Cover every subdomain of your root with one entry instead of adding them one by one.

A wildcard domain is a single panel entry that covers every subdomain of a root, so you don’t have to add play.example.com, eu.example.com, na.example.com, … one by one.

How it works

Register a single CNAME at your DNS provider:

zone.conf dns
*.example.com.   300   IN   CNAME   {uuid}.front-de.infinity-filter.com.

In the panel, add *.example.com as a single domain entry. The wildcard counts as one entry toward your plan’s domain quota — regardless of how many subdomains are matched at runtime.

When wildcards are the right tool

  • You want a flexible naming scheme — players use eu1, eu2, na1, mobile etc. and you don’t want to maintain the list.
  • You want to allow staff to create new subdomains without panel access.
  • You serve community subdomains and don’t know the names ahead of time.

When wildcards are the wrong tool

  • You have a small, stable set of subdomains.
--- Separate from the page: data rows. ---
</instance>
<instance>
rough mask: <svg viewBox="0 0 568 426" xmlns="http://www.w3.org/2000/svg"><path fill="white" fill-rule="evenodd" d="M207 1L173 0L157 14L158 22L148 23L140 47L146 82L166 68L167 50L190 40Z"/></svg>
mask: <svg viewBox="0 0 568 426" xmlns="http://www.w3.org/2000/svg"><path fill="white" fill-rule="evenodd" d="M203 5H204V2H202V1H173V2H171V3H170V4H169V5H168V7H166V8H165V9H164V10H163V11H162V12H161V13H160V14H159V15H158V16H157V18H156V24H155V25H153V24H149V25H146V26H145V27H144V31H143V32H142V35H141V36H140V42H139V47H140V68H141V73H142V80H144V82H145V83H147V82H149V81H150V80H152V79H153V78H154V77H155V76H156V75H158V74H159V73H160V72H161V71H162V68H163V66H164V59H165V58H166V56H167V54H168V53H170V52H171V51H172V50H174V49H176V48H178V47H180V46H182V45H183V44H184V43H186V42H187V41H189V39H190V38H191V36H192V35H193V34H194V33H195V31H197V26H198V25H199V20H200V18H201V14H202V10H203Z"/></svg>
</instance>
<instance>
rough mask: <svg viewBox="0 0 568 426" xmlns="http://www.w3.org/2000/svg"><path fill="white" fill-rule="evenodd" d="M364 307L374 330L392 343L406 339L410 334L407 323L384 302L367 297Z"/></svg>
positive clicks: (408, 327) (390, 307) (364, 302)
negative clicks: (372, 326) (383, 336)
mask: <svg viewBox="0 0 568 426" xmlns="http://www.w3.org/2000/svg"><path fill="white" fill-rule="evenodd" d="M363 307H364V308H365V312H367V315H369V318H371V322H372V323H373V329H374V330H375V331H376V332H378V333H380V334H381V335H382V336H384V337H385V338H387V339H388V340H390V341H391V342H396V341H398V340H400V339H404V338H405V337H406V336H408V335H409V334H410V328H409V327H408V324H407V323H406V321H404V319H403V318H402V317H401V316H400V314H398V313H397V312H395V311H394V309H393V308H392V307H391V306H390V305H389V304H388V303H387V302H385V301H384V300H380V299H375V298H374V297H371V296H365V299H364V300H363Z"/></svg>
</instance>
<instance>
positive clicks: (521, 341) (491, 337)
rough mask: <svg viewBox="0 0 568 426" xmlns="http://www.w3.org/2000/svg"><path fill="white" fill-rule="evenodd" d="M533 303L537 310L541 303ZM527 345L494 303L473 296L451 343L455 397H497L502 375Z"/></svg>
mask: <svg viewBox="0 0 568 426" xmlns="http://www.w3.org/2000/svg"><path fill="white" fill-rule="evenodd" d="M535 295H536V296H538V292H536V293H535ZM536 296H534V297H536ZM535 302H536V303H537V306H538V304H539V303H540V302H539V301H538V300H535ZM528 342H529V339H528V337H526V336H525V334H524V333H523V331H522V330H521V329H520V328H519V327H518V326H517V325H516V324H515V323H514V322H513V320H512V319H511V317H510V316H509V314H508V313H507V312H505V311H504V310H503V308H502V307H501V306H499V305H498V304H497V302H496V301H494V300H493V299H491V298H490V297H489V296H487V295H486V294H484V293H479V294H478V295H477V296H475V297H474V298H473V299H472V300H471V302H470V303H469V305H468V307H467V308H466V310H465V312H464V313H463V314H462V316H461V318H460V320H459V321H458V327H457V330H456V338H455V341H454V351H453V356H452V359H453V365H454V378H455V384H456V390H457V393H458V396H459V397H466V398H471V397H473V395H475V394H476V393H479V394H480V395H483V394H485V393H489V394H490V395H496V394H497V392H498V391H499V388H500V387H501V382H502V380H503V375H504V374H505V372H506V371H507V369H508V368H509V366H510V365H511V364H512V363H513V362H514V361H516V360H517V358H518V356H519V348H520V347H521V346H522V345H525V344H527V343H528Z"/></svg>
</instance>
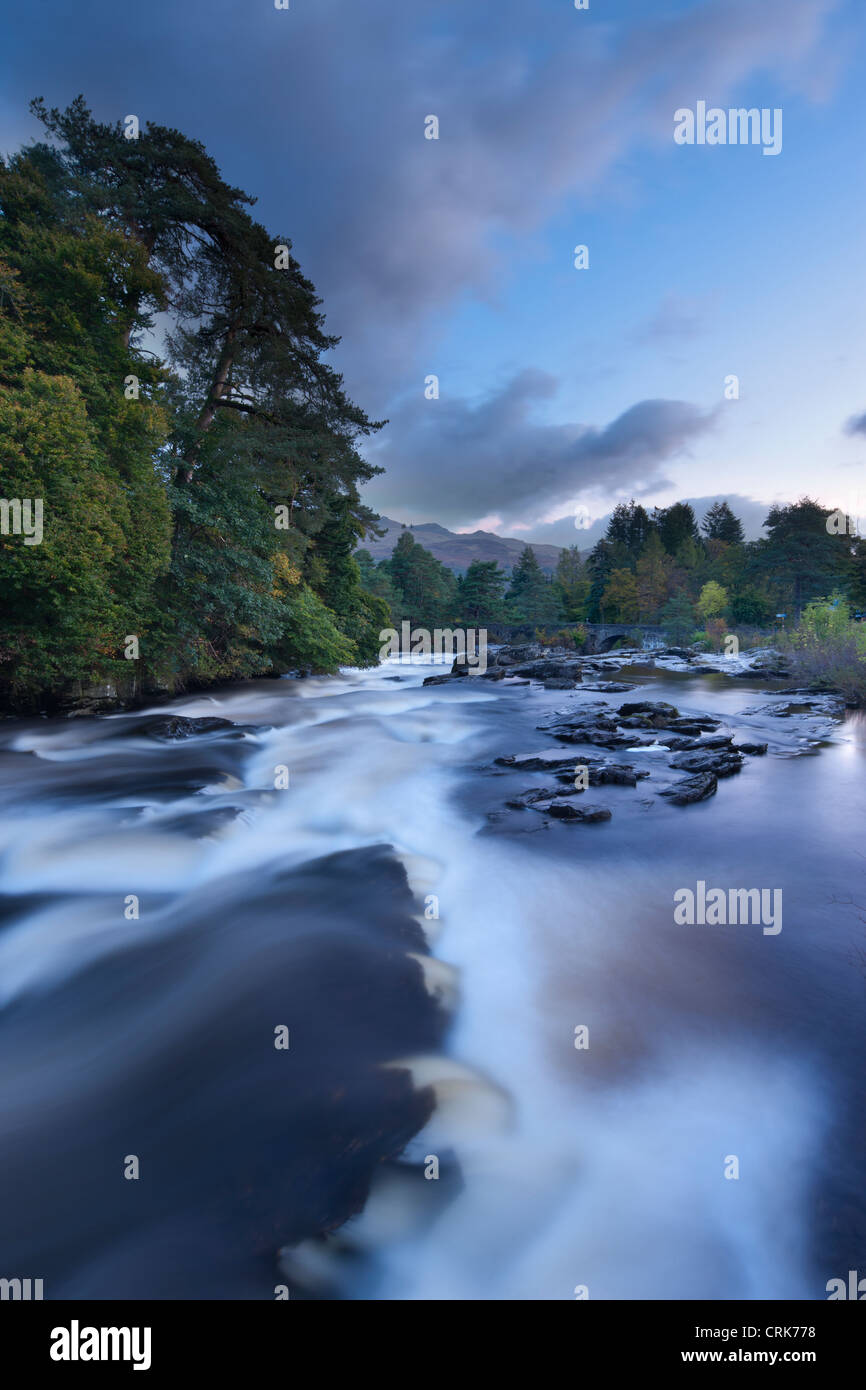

Adding 2–3 specific entries is more auditable.
  • You want different settings per subdomain — wildcards inherit the network’s settings, so finer-grained control means separate networks.

SRV records and wildcards

Wildcard SRV is not supported:

; This does NOT work:
_minecraft._tcp.*.example.com.   IN   SRV   ...

Each subdomain that needs an SRV record requires its own explicit entry. See SRV records.

Bedrock subdomains and wildcards

The wildcard’s CNAME points at a Java edge (front-*). Bedrock subdomains need a dedicated-IP CNAME (<uid>.ip.infinity-filter.com) and can’t share the same wildcard.

For Bedrock-specific subdomains (bedrock.example.com, mobile.example.com), register a separate CNAME pointing at the dedicated IP.